Roanoke City Police show seconds count when it comes to school zones
ROANOKE (WSLS 10) – Every fall, more than 55 million children across the United States head back to school and 13 percent typically walk or bike to class, according to AAA. Roanoke City Police have written hundreds of tickets over the last few years for drivers speeding in a school zone. They will be patrolling Tuesday when school starts.
Slamming on the brakes to avoid something in the road. How fast could you react?
Back to school means buses on the road and school zones. The afternoon is particularly dangerous. Over the last decade, nearly one in four child pedestrian fatalities occurred between 3 and 7 p.m. according to AAA.
"We really want the motorists to be aware of those sudden speed changes," said Officer Rick Clark, a Roanoke City Police traffic safety officer who has seen what can happen. "Death is the ultimate. I'm a fatality investigator for our department and I don't like to be woken up at two or 3 o'clock in the morning and have to go explain to somebody's parent, child, their family member has passed away. That's the hardest part of my job is dealing with stuff like that and that's why we're just urging everybody please let's be aware of what's going on and pay attention to the road and rules of the road."

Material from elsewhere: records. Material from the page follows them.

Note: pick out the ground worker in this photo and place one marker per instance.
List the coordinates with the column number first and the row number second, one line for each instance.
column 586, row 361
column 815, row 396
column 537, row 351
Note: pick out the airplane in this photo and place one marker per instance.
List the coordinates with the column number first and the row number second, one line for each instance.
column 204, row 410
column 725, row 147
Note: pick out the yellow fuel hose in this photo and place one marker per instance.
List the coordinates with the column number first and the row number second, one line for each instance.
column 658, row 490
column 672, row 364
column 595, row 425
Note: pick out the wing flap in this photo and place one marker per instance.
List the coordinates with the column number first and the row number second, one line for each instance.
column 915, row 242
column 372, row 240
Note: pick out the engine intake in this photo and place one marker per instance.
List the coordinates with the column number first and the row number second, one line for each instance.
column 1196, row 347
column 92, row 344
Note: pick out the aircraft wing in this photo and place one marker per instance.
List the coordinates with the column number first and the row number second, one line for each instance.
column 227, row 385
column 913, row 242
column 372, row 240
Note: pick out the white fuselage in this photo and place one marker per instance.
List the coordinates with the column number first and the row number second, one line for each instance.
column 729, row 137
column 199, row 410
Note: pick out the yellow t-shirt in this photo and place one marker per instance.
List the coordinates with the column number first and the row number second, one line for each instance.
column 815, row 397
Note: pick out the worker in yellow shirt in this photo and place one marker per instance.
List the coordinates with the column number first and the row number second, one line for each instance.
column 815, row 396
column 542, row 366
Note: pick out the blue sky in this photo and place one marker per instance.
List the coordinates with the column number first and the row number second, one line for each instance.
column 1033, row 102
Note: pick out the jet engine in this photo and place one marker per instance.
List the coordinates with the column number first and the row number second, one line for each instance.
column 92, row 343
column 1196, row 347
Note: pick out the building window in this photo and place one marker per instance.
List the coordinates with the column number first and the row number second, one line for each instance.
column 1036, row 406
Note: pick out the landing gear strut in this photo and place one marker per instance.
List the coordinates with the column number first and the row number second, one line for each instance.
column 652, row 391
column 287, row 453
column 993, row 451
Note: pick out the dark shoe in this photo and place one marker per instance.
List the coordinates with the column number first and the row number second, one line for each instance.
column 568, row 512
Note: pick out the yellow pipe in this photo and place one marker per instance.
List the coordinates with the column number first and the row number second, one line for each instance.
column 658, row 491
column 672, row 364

Police blocked off an area of the civic center and put us to the test. We saw just how important it is to pay attention.
"There's actually three phases of what people see. It's perception, reaction and breaking. You're doing all three of those when you're driving," said Clark. "People's reaction time is about 1.466 seconds to 1.5."
When seconds count we saw how long it would take to stop going 30 miles per hour which would mean we were speeding in a school zone.
"You can see at 31 you would've hit a pedestrian in the crosswalk," said Clark after our first speed test.
At 31 mph it took me 20 feet to come to a complete stop. For the next test we slowed it down just a little.
At 25 mph, the speed in some school zones, it took a full 2 seconds for me to come to a complete stop still going a little into the crosswalk.
At 15 miles per hour it took just one second to stop and stopping in plenty of time to avoid anyone stepping into the crosswalk.
"You perceive the hazard, you reacted to it and you stop short," said Clark who says that's exactly what they want people to do. "Be aware of that hazard, be looking, be constantly scanning as you're driving down the street. Be looking for people who are on the side of the roads because not everybody crosses at a crosswalk. People dart out in front of cars."
Speed limits in school zones are reduced for a reason. AAA says a boy hit by a vehicle traveling at 25 mph is nearly two-thirds less likely to be killed compared to just 10 mph faster.